These frantic moments of the game, where you scramble to target weapons, repair rooms, balance power, and keep your individual crew alive as they repel intruders or fight fires, make the game fun. When you add in the thrill of teleporting to an enemy ship, hacking their systems, launching attack drones, or venting rooms to put out fires, the game becomes addicting.
UPGRADING YOUR SHIP
Part of the strategy in FTL involves handling your ship in combat, and the rest is wrapped up in how you choose to upgrade your ship. Almost everything you do gives you scrap (the currency of the game) which you can use to buy new weapons, systems, crew members, and upgrades to your ship. In addition to these upgrades, you spend scrap to pay for repairs, fuel, missiles, and drone parts to keep the ship running. You decide who to hire as crew; there are half a dozen distinct races. You decide if you should upgrade shields or get more system power. You decide if your ship's weapons should be replaced, and with what. Maybe you should get a teleporter so that your deadly Mantis crew members can teleport aboard enemy ships, avoiding weapons systems altogether. Maybe you should invest in drone systems, and control a squad of robots to attack, defend, or repair ships. Is it better to repair your ship now, or to buy more power so that you can keep shields and weapons going without turning off life support? The choice is yours.

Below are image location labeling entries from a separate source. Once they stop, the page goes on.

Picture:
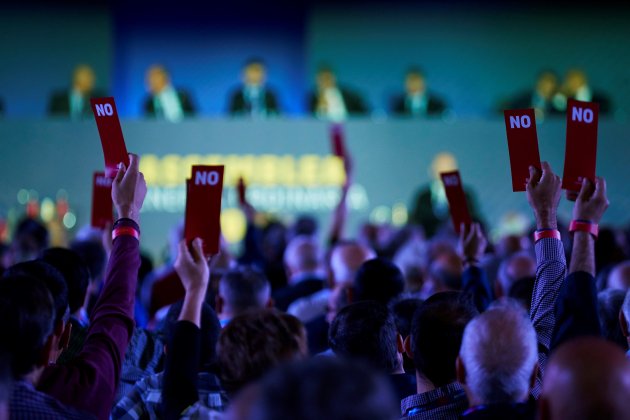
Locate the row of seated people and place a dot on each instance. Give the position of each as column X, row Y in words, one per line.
column 446, row 328
column 329, row 100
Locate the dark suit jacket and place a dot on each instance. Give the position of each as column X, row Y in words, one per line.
column 184, row 99
column 355, row 105
column 289, row 294
column 59, row 103
column 435, row 106
column 239, row 105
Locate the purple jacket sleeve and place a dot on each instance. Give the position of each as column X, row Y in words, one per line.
column 89, row 382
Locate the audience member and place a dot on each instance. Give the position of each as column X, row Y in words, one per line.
column 164, row 101
column 417, row 101
column 254, row 98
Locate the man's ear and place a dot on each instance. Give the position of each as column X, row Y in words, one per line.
column 460, row 370
column 407, row 347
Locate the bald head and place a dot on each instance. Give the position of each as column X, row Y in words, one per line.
column 587, row 378
column 302, row 255
column 498, row 357
column 345, row 260
column 619, row 277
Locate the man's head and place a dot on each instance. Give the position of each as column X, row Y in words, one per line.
column 378, row 279
column 366, row 331
column 83, row 79
column 415, row 83
column 252, row 344
column 345, row 260
column 157, row 78
column 586, row 378
column 547, row 84
column 26, row 322
column 75, row 272
column 254, row 72
column 499, row 357
column 302, row 256
column 436, row 336
column 241, row 289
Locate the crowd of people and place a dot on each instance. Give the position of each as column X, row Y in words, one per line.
column 388, row 324
column 329, row 99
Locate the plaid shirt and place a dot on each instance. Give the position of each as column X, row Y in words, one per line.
column 144, row 400
column 551, row 271
column 444, row 403
column 28, row 403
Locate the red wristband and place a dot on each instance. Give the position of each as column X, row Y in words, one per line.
column 125, row 230
column 547, row 233
column 584, row 226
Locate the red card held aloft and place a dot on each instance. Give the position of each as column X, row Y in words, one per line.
column 102, row 214
column 456, row 199
column 522, row 145
column 203, row 207
column 581, row 150
column 110, row 132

These choices matter, because when you get to the eighth sector, you fight the rebel flagship. The flagship is the "boss battle" that you have been preparing for in your journey across space. So in addition to surviving to cross the stars, you're also trying to make your ship into something that can survive the final boss.
DOES IT GET OLD?
Replay value is something worth mentioning here... and it's hard to pin down. FTL rewards repeated play-throughs with unlockable ship layouts. In addition to your starting vessel, you can unlock half a dozen other ships by completing specific actions in the game. Impress one of the alien races in the right way, and you get their ship. Each ship comes with 3 layouts, which change the way the ship plays significantly.
FTL isn't for everybody, to be sure. When your ship explodes, you lose all progress that play-through had given you, which is frustrating. It does serve to make every moment in the game more tense though, and to keep you on your guard. For me, it doesn't get old.
I've fought with aliens, made shrewd business deals, and explored the vast reaches of space. I will probably come back to FTL one day, but for now I'm basically done with the game and look back on it favorably. 50-odd hours into FTL, I still have things I could unlock and I still run into unique encounters in space. It's worth at least a couple of play-throughs, and hard to pass up for ten bucks.